Harumph!  I'm mightily peeved and gonna fire off a phone call to the Etrade boffins. Hope it won't be a futile exercise

Anyway, true, this is a whinge but I'm just curious whther this has happened to other people and if it hasn't, *to remind those of you with Etrade to take a close look at your "Conditional Orders" section!!*



purple said:


> ...I forgot to post about the emotional aspect of stop losses...




Exactly, purple, this is THE main reason I signed up with Etrade and moved much of my capital over from Comsec. Because Etrade had a so-called "trailing stop" facility, my reasoning was that I could dispense with the nail-biting and hair-pulling and just lay back as my little buddy, TS, protected me.

But much to my dismay and annoyance, I've just checked and that's not the case! In fact, every single Trailing Stop I've put in place has arbitrary trigger prices that do not correspond to the Price Level I've chosen!

Long winded example, optional reading:

Eg. My BMN stocks that I hold in Comsec recently hit their (manual, of course) Stop Loss price and sold out at $2.76, which was the limit price I'd set (being 30% of the high). I'd set the trigger price at $2.77. So, nothing unusual there. Instructions set and complied with.

After 2 days, I was curious why Etrade hadn't notified me of the sale of my BMN stocks. Same Stop Loss conidtions - I'd set the the trigger price as a "30% Trailing Stop of Yesterday's High" (with no Limit Price set). Lo & behold, I just checked and it's got a nonsensical trigger price of $2.17! Which does not correspond to ANY technical 'high' of any sort! That means Etrade's skipped my (valid) trigger price of $2.76 and is just merrily 'pushing down' the trigger price, which violates the very reason for a trailing stop.

Technical details:

16/4/07: Price reached a high of $3.94

13/6/07: Open-$2.85  High-$2.90  Low-$2.75 Close-$2.81 (unless I'm severely mistaken, the price has not skipped my original trigger price of $2.76)

And so it goes for all the other Trailing Stops...

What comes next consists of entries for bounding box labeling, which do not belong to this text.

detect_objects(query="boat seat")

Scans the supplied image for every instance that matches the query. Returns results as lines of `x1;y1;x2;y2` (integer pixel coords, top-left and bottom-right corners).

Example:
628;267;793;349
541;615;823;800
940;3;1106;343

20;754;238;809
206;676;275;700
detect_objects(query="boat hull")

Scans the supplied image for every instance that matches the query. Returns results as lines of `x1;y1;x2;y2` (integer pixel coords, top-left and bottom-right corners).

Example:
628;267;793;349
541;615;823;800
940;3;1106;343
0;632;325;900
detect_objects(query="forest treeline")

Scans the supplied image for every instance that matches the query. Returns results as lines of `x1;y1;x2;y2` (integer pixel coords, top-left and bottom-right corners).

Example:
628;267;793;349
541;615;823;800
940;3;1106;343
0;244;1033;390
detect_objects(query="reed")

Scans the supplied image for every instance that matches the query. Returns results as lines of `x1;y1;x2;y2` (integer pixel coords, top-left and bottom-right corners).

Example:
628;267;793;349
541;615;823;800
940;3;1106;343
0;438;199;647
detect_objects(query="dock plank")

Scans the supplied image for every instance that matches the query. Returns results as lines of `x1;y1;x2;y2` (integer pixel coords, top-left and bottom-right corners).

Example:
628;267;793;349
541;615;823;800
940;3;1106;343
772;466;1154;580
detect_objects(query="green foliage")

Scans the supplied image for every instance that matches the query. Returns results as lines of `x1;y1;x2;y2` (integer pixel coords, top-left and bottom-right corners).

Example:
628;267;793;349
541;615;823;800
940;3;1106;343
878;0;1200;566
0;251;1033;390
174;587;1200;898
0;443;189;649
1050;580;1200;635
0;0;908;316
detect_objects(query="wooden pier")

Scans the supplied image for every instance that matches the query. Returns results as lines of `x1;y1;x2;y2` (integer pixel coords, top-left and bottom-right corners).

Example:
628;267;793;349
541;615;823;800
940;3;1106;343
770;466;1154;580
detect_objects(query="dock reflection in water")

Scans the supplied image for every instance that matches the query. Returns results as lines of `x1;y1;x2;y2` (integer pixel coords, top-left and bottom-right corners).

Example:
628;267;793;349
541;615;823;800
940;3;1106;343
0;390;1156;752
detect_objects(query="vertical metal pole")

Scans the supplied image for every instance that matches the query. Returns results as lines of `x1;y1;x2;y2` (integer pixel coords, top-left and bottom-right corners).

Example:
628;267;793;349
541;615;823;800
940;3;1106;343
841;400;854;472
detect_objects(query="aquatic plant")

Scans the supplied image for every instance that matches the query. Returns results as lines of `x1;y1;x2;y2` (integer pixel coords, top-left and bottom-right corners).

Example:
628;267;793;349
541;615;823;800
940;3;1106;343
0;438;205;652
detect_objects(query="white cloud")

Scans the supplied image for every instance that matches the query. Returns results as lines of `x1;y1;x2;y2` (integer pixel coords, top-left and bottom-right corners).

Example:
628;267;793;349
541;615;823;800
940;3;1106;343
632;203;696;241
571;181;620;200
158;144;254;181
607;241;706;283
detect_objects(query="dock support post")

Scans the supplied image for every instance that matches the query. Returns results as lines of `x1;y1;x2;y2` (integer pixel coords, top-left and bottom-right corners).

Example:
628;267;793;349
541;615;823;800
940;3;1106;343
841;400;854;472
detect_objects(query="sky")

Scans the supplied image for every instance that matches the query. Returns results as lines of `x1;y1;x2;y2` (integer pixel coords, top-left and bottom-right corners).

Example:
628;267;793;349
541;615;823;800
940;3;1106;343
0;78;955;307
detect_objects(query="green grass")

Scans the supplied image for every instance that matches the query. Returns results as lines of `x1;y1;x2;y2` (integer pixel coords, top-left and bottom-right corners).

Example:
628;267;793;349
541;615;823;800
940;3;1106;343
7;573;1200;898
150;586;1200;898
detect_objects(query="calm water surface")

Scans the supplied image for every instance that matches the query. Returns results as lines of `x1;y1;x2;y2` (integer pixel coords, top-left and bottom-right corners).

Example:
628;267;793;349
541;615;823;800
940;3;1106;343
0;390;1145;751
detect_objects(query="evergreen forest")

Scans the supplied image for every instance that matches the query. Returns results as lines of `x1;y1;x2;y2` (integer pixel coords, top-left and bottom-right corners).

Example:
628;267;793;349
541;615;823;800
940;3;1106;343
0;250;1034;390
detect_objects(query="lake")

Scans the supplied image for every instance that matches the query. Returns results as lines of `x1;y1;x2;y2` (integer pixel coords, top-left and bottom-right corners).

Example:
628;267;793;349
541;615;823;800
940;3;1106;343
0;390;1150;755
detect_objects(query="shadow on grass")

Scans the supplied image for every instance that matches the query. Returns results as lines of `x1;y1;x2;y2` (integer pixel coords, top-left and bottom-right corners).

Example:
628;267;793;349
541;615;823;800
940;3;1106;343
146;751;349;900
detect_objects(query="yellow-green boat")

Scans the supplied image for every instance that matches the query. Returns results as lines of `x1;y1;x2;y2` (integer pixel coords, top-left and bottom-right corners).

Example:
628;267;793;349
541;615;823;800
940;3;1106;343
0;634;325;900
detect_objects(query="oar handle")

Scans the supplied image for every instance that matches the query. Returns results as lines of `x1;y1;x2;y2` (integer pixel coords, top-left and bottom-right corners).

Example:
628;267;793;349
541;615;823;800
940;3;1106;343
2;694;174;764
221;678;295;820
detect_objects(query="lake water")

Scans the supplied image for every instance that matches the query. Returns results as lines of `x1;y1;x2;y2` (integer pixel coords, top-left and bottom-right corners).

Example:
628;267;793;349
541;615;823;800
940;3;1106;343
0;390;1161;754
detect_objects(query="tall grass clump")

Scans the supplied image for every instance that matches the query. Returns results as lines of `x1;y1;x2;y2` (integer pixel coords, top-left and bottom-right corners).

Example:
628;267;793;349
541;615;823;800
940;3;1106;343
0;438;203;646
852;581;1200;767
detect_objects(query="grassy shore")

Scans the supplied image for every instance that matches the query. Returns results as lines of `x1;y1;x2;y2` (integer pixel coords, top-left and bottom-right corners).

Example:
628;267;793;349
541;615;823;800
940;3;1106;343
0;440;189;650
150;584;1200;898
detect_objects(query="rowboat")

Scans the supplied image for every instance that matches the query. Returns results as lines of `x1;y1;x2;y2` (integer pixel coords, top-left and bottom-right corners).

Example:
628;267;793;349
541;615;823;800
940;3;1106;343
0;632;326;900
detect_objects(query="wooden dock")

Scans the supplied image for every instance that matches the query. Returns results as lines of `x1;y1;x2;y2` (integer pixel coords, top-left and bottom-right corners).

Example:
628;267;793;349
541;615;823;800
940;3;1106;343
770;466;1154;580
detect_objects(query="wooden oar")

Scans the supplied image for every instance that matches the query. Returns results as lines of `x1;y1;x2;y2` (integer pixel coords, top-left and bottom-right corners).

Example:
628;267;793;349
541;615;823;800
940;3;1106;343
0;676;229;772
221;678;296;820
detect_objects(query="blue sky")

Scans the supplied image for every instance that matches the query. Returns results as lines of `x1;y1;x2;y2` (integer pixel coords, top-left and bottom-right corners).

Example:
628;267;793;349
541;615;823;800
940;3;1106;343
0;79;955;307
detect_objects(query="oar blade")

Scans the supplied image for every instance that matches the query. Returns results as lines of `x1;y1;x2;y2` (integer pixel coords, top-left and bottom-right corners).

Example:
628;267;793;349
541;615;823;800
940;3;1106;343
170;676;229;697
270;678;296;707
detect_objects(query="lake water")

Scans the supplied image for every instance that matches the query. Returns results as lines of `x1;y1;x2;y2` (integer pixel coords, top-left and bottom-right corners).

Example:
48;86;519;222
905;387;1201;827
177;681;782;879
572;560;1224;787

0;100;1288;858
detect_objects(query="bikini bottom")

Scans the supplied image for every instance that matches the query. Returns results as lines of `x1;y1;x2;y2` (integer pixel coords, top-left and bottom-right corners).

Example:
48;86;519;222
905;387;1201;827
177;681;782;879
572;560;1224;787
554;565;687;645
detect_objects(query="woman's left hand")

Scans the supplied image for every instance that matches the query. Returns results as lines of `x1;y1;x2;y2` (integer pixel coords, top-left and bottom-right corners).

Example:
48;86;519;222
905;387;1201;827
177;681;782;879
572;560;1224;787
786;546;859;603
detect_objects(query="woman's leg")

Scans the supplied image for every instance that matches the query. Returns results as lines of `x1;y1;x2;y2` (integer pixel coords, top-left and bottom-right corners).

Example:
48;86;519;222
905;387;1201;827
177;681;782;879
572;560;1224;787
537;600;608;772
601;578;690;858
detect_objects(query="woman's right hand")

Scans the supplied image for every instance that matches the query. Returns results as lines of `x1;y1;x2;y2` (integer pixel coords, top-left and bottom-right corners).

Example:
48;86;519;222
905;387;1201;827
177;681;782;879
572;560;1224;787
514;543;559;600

Sigh, I'm just glad I caught this early and not have catastrophic damage (about $600 so far). Guess I'll stick back to manual setting of my Stop Losses and forget about this truly 'dangerous' set and forget routine. It's like getting faulty brake pads for your car!


----------



## greedyandpoor (18 June 2007)

Are the trailing stop loss in etrade calculated and triggered in realtime?
eg. if it drops 10% intraday, then the sell is triggered?
or is it calculated once a day at a particular time?


----------